The classic topwater plugs synonymous with bass fishing -- Bass-O-Reno, Hula Popper, Jitterbug -- are wonderful baits, but have given way to better lures. In the 1960s and 1970s tournament anglers made the spinnerbait and Texas-rigged plastic worm famous. These lures accounted for almost every big bass being caught. Well, nothing has changed.
The reason spinnerbaits are so hot is that largemouth bass often feed near the surface in shallow water, in bullrushes or over the top of submerged weed beds. In these situations, a spinnerbait almost always is the best lure to use.
The spinnerbait is quite weedless and simple to use. Just cast it over likely looking bass cover and reel it in. The spinning blade and colorful body material provide all the action you need. If you want, you can vary your retrieve by lifting and dropping the lure as your reel it in, or you can let it "helicopter" down if the bass are deeper.
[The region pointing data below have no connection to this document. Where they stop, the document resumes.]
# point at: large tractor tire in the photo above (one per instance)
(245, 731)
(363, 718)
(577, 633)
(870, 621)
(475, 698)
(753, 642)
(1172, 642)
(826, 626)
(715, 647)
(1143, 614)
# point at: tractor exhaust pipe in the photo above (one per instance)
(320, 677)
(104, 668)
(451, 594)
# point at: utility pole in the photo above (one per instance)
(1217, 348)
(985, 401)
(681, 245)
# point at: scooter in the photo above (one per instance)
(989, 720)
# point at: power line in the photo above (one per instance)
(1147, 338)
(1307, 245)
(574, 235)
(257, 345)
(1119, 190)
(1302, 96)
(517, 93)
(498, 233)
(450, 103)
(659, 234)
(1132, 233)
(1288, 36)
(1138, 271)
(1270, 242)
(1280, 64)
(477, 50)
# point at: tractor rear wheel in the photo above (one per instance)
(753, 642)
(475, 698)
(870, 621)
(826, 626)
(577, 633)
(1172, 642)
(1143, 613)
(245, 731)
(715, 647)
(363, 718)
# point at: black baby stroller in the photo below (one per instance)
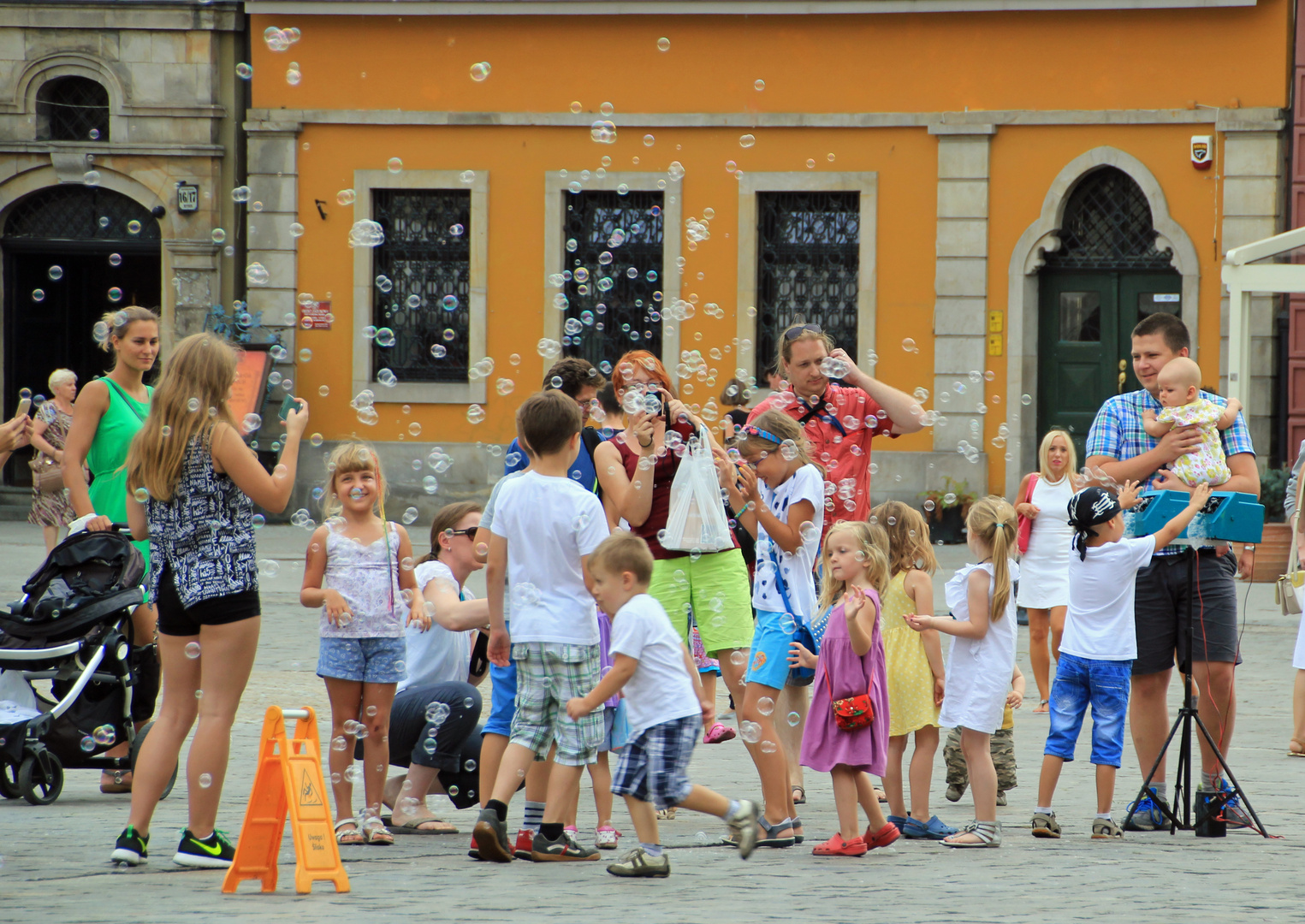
(72, 628)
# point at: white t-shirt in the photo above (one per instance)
(1099, 623)
(795, 571)
(549, 524)
(487, 522)
(661, 690)
(437, 655)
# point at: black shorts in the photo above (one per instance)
(1160, 607)
(176, 619)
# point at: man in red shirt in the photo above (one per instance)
(839, 420)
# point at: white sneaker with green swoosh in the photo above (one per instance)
(211, 852)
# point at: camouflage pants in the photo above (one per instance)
(1002, 757)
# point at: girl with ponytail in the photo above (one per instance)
(983, 657)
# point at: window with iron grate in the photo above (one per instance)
(427, 260)
(612, 275)
(1108, 226)
(72, 109)
(808, 260)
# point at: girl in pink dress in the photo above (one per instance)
(850, 663)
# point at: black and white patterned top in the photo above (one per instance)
(204, 534)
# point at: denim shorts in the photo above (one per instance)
(368, 660)
(1082, 683)
(770, 641)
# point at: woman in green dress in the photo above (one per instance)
(106, 417)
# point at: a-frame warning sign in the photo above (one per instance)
(288, 780)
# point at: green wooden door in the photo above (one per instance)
(1085, 341)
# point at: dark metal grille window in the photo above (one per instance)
(1108, 226)
(72, 109)
(612, 263)
(427, 253)
(76, 211)
(808, 258)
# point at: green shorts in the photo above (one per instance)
(716, 590)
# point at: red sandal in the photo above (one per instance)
(835, 846)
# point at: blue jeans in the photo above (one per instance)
(1082, 683)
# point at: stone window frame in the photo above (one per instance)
(365, 278)
(673, 223)
(867, 283)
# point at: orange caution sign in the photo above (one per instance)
(288, 780)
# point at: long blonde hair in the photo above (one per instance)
(909, 538)
(872, 547)
(345, 459)
(992, 521)
(1044, 451)
(203, 368)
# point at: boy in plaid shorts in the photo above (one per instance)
(666, 705)
(543, 533)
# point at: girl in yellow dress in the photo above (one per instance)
(915, 668)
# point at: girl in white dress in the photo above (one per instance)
(1043, 497)
(982, 658)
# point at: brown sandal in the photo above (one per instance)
(121, 782)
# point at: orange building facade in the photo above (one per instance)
(981, 204)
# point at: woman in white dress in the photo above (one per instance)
(1043, 497)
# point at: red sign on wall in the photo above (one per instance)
(315, 316)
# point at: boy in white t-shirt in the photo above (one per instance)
(1099, 643)
(544, 529)
(666, 707)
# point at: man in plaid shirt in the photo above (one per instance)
(1120, 447)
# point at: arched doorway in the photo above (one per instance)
(1106, 275)
(71, 253)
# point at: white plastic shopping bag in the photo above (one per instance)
(696, 521)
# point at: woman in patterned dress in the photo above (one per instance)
(51, 509)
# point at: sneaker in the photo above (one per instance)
(1233, 814)
(131, 847)
(743, 826)
(934, 829)
(491, 837)
(1148, 814)
(525, 842)
(1044, 825)
(1104, 829)
(564, 849)
(211, 852)
(638, 864)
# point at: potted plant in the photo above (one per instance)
(1275, 543)
(946, 509)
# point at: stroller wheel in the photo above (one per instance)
(9, 780)
(38, 786)
(136, 749)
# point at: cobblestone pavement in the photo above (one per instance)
(55, 857)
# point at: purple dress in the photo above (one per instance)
(824, 744)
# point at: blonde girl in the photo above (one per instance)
(850, 663)
(780, 499)
(983, 657)
(1044, 566)
(107, 415)
(188, 466)
(359, 572)
(914, 665)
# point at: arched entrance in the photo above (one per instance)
(1106, 275)
(71, 253)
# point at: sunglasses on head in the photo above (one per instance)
(793, 333)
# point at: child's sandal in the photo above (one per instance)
(351, 837)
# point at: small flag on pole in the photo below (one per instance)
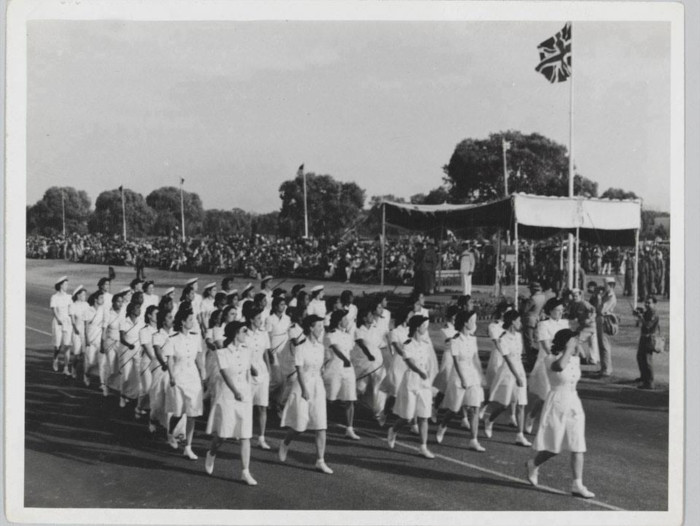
(555, 56)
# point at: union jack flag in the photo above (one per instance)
(555, 56)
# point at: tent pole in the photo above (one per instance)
(515, 293)
(577, 269)
(497, 281)
(383, 240)
(636, 267)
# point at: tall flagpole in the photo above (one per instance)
(306, 211)
(571, 158)
(121, 190)
(182, 208)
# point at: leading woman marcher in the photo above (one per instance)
(563, 422)
(231, 414)
(305, 409)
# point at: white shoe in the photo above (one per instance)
(433, 415)
(172, 441)
(248, 478)
(426, 452)
(529, 424)
(282, 451)
(350, 433)
(532, 472)
(391, 438)
(440, 433)
(488, 428)
(522, 441)
(209, 463)
(475, 446)
(579, 490)
(323, 467)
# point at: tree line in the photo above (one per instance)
(473, 174)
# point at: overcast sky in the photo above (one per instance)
(235, 107)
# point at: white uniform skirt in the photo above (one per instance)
(261, 388)
(538, 383)
(160, 384)
(504, 389)
(394, 374)
(446, 367)
(186, 397)
(495, 362)
(412, 403)
(562, 424)
(302, 415)
(78, 340)
(130, 368)
(61, 334)
(456, 397)
(340, 382)
(228, 417)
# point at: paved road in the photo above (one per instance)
(82, 450)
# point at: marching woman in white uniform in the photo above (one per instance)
(159, 370)
(130, 354)
(61, 329)
(446, 362)
(94, 325)
(305, 409)
(231, 414)
(394, 375)
(185, 395)
(563, 423)
(465, 384)
(339, 375)
(415, 395)
(317, 305)
(495, 330)
(147, 359)
(259, 343)
(510, 383)
(109, 357)
(77, 314)
(368, 360)
(277, 326)
(286, 356)
(538, 383)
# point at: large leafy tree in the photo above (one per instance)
(227, 222)
(46, 215)
(107, 217)
(165, 202)
(333, 206)
(535, 164)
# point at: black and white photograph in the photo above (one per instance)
(366, 261)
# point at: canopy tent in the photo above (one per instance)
(603, 221)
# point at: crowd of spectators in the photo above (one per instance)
(357, 260)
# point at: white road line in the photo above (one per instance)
(37, 330)
(495, 473)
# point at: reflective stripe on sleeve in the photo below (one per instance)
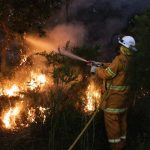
(114, 140)
(117, 87)
(110, 72)
(115, 110)
(123, 137)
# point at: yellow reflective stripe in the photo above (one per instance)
(115, 110)
(114, 140)
(117, 87)
(110, 72)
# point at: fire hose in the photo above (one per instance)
(88, 123)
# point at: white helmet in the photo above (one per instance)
(128, 41)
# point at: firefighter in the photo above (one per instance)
(115, 103)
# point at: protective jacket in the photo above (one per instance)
(116, 76)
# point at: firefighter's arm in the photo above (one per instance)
(110, 71)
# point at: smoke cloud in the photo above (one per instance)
(105, 18)
(57, 38)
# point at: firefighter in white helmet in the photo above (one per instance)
(115, 104)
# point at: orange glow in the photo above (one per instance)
(10, 116)
(37, 80)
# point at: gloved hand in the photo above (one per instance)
(93, 69)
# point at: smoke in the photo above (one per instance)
(106, 18)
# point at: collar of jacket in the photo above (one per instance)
(125, 51)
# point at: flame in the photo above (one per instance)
(37, 80)
(13, 91)
(93, 97)
(12, 118)
(31, 115)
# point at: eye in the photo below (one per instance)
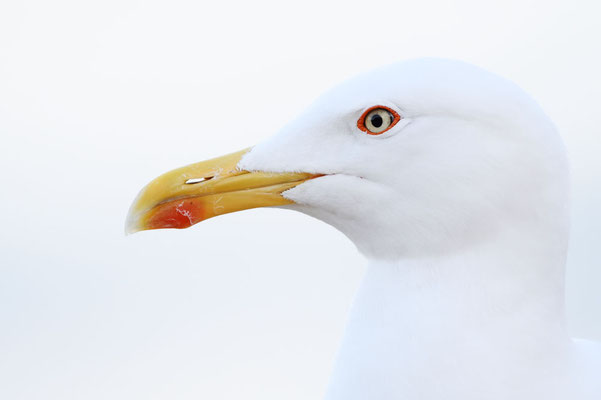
(377, 120)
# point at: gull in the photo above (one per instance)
(453, 183)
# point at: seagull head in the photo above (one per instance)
(418, 158)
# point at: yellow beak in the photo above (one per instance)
(188, 195)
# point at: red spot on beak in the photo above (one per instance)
(178, 214)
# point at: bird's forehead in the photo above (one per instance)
(425, 86)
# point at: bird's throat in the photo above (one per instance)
(424, 326)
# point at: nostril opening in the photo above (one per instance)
(198, 180)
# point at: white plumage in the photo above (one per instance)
(462, 211)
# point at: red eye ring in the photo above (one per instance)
(361, 122)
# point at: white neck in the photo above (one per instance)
(486, 323)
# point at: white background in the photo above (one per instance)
(98, 97)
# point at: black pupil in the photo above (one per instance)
(376, 120)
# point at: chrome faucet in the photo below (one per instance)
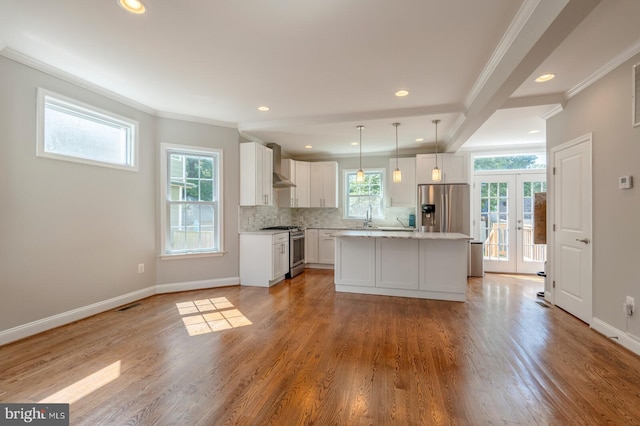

If bass aren't over submerged weed beds, they often are part way down or at the bottom of submerged weeds. A spinnerbait can be worked a few feet down these weed walls, but when the fish are deep a plastic worm becomes the better choice.
Plastic worms are buoyant and must be rigged with a weight to get down to where bass lurk near the bottom. The Texas-rigged worm uses a special hook that is impaled through the head of the worm and back into the body so it's weedless. A bullet-shaped slip sinker is placed on the line ahead of the worm, which pulls it deep.
Another method for rigging plastic worms is to use a leadhead jig and hook the worm through the head and leave the hook exposed. The jighead provides weight and a little color to the lure.
With either rig, simply cast it out and let it settle to the depth the bass are. Gently twitch the bait as you retrieve. Often you won't feel a powerful strike when a bass hits plastic worms. Largemouths just suck the worm in with a gulp. It often feels like a tap or light jerk. Relax the line for a few moments and give the fish time to take the worm all the way in. Then set the hook. If the worm becomes tangled in weeds, jerk it loose and keep working it in.
Certainly there are many other lures that catch bass. Some are better choices than spinnerbaits and plastic worms in some situations. But day in and day out, in almost all bass fishing situations, a spinnerbait or rigged plastic worm is your best choice.